The first stage is to remind stakeholders what they need to do today, including to apply a global security standard. The time frame for the future of the security roadmap is the next three years, 2019 to 2021.
By 2019 end, all debit-card issuers will have completed the EMV chip migration. In Thailand, all debit cards will by 2019 have to include a chip. And, by end of next year, all issuers will have adopted digital transaction controls enabling cardholders to control their card usage.
By 2020, all issuers must implement the new standard for e-commerce, called 3-DS version 2.0, with effect from April 2020. All high-risk merchants, such as airlines and online travel agents, must support 3DS 2.0 from then. It will help support the rapid growth of e-commerce, increased convenience for merchants, and at the same time increased security confidence by cardholders.

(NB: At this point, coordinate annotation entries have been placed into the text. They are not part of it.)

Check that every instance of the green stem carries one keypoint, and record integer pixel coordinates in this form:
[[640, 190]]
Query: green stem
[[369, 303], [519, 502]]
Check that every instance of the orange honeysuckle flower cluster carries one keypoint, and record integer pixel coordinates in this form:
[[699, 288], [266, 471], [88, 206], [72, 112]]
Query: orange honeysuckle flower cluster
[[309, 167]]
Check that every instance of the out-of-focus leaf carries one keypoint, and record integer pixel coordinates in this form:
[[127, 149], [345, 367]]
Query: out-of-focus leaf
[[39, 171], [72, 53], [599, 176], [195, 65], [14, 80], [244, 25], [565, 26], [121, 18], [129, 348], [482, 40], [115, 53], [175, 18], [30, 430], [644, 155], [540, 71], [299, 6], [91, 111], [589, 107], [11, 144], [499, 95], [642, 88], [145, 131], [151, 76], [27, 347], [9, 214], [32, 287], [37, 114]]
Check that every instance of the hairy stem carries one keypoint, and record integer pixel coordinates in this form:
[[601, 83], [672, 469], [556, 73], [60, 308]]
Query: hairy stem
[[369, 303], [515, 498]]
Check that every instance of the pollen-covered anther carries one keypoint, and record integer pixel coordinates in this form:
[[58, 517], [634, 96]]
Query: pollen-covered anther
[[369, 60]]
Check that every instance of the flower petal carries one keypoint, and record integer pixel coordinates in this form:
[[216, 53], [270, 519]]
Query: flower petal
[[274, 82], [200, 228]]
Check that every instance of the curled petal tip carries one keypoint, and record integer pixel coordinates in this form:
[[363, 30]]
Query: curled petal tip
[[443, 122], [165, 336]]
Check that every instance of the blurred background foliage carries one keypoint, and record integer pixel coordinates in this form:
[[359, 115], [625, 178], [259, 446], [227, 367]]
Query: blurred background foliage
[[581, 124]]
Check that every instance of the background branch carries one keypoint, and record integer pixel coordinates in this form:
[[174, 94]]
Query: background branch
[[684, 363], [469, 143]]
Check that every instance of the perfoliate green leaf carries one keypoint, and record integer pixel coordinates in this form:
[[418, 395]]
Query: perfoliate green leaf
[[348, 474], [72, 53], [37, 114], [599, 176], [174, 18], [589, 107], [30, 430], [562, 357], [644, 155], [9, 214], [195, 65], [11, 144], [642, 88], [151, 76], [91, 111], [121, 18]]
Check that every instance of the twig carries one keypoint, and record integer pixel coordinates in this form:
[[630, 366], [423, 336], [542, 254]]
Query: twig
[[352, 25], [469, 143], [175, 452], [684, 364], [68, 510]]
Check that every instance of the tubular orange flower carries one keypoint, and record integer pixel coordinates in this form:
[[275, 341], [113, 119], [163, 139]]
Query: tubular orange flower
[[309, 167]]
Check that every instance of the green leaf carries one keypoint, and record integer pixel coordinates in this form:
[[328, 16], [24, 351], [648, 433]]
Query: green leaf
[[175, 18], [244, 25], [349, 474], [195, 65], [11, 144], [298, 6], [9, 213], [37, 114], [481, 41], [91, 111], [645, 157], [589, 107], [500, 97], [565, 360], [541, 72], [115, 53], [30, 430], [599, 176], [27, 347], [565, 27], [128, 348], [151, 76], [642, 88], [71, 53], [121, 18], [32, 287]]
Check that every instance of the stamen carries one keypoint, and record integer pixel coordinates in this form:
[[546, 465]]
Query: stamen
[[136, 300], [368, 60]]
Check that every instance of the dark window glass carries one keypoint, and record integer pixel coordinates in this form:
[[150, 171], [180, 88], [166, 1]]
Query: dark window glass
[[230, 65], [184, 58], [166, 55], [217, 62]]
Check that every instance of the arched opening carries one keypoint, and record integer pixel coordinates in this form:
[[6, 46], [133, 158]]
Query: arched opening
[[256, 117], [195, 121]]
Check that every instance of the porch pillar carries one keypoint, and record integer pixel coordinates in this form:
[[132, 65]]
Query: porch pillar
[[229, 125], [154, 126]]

The next important thing is “credential on file tokenisation”. By 2020, the acquirers must use payment gateways that support EMVCo tokens, and all new point-of-sale terminals deployed after the end of 2020 are recommended to be capable of supporting PCI point-to-point encryption.
“We want merchants to adopt this standard of token to replace sensitive data, to devalue data by removing sensitive data. It is the major piece of the roadmap,” says Cunningham.
By 2020, Visa will encourage specific large merchants to adopt the credential on file tokenisation, and by 2021 all merchants must tokenise.
For the large number of people who have never had traditional credit card and debit card products, there is a need for innovation to take place. Mobile is a very important part of that solution, with the new acceptable standards such as the QR code standard, for example, offering very inexpensive ways for merchants to accept electronic payments as compared to POS devices of the past.
The traditional debit card and credit card may not be relevant for these newcomers. They may access the storefront through mobile phones, as well as join the formal financial system.
“Our role is to facilitate the standard, making sure that innovation can continue to evolve and to offer new services and experiences delivered to these people,” he says.
“The standard and the infrastructure will go with it. We will continue to maintain a secure system, which is the important part of the innovation agenda of responsive innovation and security by design.
“We are delighted to take the lead in championing security for Thailand, making sure Thailand stays head. Thailand traditionally has a very strong reach, leading in payment security, and we are delighted that Thailand is committed to being there, and closing any gaps and to never be the weak link in payment security.
“We look forward to conversations with all partners in Thailand to make sure they do the right things to protect anybody on the ecosystem and to maintain trust in electronic payment, as it is the most important aspect of the success over time for commerce and payment.”